My enemies aren’t in Moscow, Beijing or Iran. My enemies are my neighbors, co-workers, people I see on the subway. It’s the people who call themselves, progressives or claim they are “white dudes for Harris”. They are far more of a threat than someone like Putin.
@1900
“While the British certainly weren’t perfect, the CCP categorically is worse for the free people of Hong Kong who do not want to be censored or indefinitely imprisoned for speaking their mind or extrajudicially killed for opposing Pooh Bear. Why else have most Western companies moved to Singapore and elsewhere?”

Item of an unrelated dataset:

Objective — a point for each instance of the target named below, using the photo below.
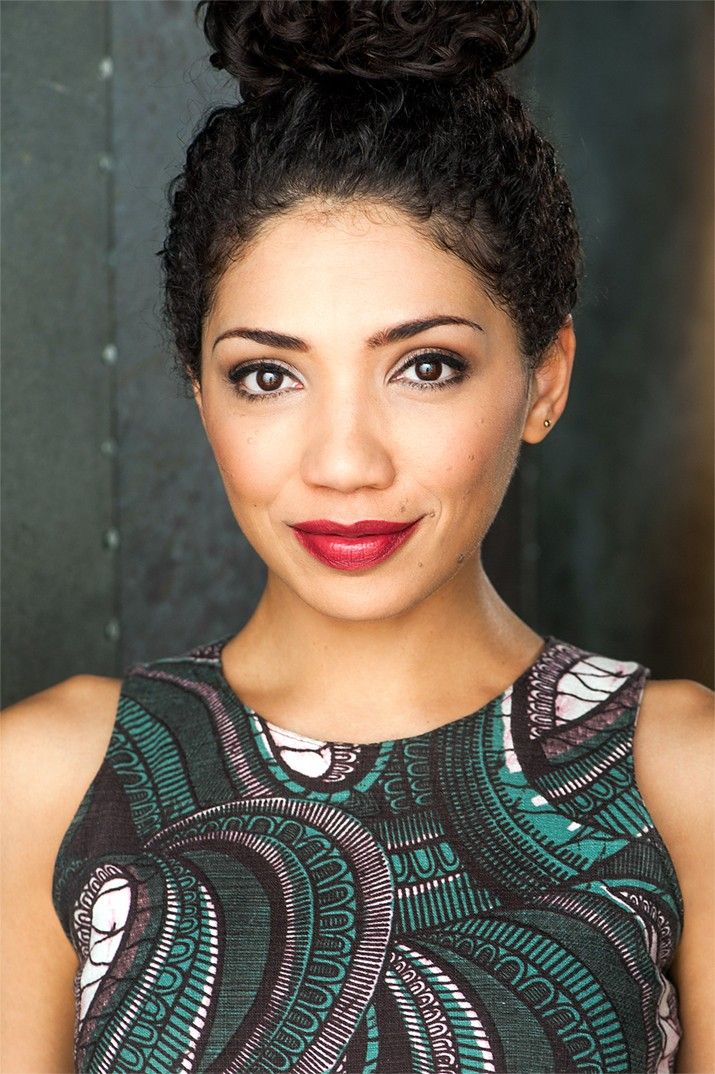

I think you would be very surprised to learn what the British did to those who spoke out against their rule or in favor of self-rule. In actual fact there was more – not less – political censorship in Hong Kong under the British than there was after it became a SAR of China. Anybody who doubts this should read Michael Ng’s “Political Censorship in British Hong Kong
Freedom of Expression and the Law.” There has never been political liberty in Hong Kong . . . but is still one of the freest places in the world where you can do what you want, produce what you want, buy and sell what you want to whom you want, hire and fire whom you want, with very little interference from the government. Americans and Europeans should be quite envious of the liberty in Hong Kong and Hong Kongers are overwhelmingly happy to trade political freedom for economic freedom that they do not enjoy in their countries. I think the vast majority of rational Americans or British would gladly trade their mostly ephemeral right to vote in a nominal two party system rather than a one party system for Hong Kong’s 14% flat tax and tariff free imports . . . I certainly would.
So “why have companies moved to Singapore and elsewhere?” Certainly it’s not for the freewheeling political expression and democracy in Singapore that you claim is missing in Hong Kong, because that doesn’t exist in Singapore either despite also being an exceptionally free, prosperous, and classically liberal nation with a great quality of life. Companies have moved from Hong Kong to Singapore for the same reason that companies have moved from New York and California to Texas and Florida: lower taxes, less regulation, lower costs and above all less insane Covidianism which has been the real Achilles Heel of Hong Kong which did in fact hurt itself quite badly in isolating the territory in reliance on phantom fears about a transient respiratory virus . . . just like the USA.
@Eileen
Oh you poor snowflake. You have a freedom to speech and everyone else has a freedom to tell you your view is trash.